Similarly, any inter-view prediction pictures with motion dependency are included as candidates for the temporal picture indicated by the alternative colPic indication. That means the colPic can be selected by either the conventional syntax based on ref_idx or the alternative syntax based on layer_id. Because of this redundancy, the layer_id base indication is inefficient. This proposal proposes that 1) RPS doesn’t include motion only dependent picture and 2) alternative colPic indication is only used in the case that the colPic is motion only dependent picture (i.e. not included in RPS).

The intention is to save memory for the samples of pictures where only motion-related inter-layer dependency is active. However, the current version of the contribution does not fully specify the handling of RPS. Also not clearly specified that TMVP would not be used.

It is also mentioned that the current design of putting all pictures into RPS has been made out of several reasons, including error resilience in case of losses.

General impact on consistency of the spec not fully clear.

Further study was suggested on the first part (RPS not to include reference pictures that are only used for motion prediction).

The second part was presented in the context of JCTVC-N0059. See notes for BoG report N0374.
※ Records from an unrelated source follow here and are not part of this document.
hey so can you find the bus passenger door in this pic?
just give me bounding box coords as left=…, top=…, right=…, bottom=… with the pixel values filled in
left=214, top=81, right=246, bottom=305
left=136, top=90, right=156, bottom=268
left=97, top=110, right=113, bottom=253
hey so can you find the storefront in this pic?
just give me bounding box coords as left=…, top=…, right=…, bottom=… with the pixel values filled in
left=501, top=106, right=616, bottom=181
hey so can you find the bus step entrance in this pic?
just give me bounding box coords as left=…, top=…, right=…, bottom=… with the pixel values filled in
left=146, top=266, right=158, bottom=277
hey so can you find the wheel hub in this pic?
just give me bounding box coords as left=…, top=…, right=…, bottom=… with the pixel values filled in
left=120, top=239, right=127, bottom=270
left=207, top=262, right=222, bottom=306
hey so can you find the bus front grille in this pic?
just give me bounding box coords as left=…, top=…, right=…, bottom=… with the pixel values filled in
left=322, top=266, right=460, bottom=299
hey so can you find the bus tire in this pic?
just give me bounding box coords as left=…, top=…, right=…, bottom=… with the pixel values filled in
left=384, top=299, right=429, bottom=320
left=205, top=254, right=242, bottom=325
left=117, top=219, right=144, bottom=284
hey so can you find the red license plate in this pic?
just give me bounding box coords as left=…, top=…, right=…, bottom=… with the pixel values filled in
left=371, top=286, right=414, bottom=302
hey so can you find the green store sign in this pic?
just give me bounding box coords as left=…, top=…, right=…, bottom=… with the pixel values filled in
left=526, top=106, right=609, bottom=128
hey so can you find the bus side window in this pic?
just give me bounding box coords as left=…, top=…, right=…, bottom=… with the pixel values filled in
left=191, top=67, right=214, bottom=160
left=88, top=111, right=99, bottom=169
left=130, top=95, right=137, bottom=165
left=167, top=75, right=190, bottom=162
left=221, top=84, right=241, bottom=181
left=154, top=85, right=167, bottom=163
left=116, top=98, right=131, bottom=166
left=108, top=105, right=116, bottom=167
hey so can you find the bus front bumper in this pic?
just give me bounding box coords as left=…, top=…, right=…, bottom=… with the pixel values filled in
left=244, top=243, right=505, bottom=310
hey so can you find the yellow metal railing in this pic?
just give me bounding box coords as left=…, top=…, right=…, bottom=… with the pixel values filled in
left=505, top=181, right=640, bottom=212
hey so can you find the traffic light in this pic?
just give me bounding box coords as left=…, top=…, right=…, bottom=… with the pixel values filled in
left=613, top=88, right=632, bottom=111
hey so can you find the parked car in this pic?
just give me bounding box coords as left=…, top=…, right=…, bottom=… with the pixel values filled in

Some aspects of JCTVC-N0059 are relevant for this agenda item (on collocated pictures).

15.0.0.1.1.1.1.1.399JCTVC-N0064 MV-HEVC/SHVC HLS: on storage of motion fields [M. M. Hannuksela (Nokia)]

(Initial review Thu. 25th p.m. in Track B (JRO).)

The proposal consists of two parts:


  1. collocated_picture_constraint_flag in the SPS extension indicating, when equal to 1, that no TMVP is used for pictures within the same layer.

  2. An informative note describing when the storage of a motion field is required and when it becomes no longer needed.

Basic idea is using a new flags to indicate that TMVP is not used for subsequent pictures within the same layer. This allows a decoder to infer whether storage of MV is necessary or not (current version 1 TMVP disable flag does not care about inter-frame or inter-layer usage).

No impact on normative decoding process. Could also be defined as an SEI message.

(Note: The current SPS flag disabling TMVP in version 1 has impact on decoding, e.g. MV prediction).

The current spec does not normatively specify the usage of memory for the MV data. Therefore, a better place for this would be an SEI message.

(Further discussed in Track A Tue. 30th a.m. (GJS).)

Question: How much data would be saved in a decoder by this knowledge? Answer: Perhaps a few percent – a motion field at 16x16 resolution. Then why bother with it?

If there was a profile constraint rather than just metadata, it might be more useful from the decoder perspective, as it would make decoders easier to make. If it is just metadata, a decoder would be required to still operate when the usage is not constrained.

This was agreed to be for further study.

15.0.0.1.1.1.1.1.400JCTVC-N0112 MV-HEVC/SHVC HLS: High-level syntax for temporal motion vector prediction [Hiroya Nakamura, Motoharu Ueda, Hideki Takehara, Shigeru Fukushima (JVC Kenwood)]

This contribution proposes to add a syntax element(s) to distinguish the following conditions for temporal motion vector prediction in sequence level along with alt_collocated_indication_flag in slice level.



  1. no temporal motion vector prediction

  2. temporal motion vector prediction from reference layer or the same layer, and signalling in slice level

  3. temporal motion vector prediction from only reference layer

  4. temporal motion vector prediction from only the same layer

The suggested change at sequence level is similar to N0064, but can additionally differentiate the cases whether TMVP is used only over the temporal sequence of the same layer, or both (which can however anyway be inferred from NumActiveMotionPredRefLayers syntax element in case of N0064); generally N0064 as SEI message would be preferred.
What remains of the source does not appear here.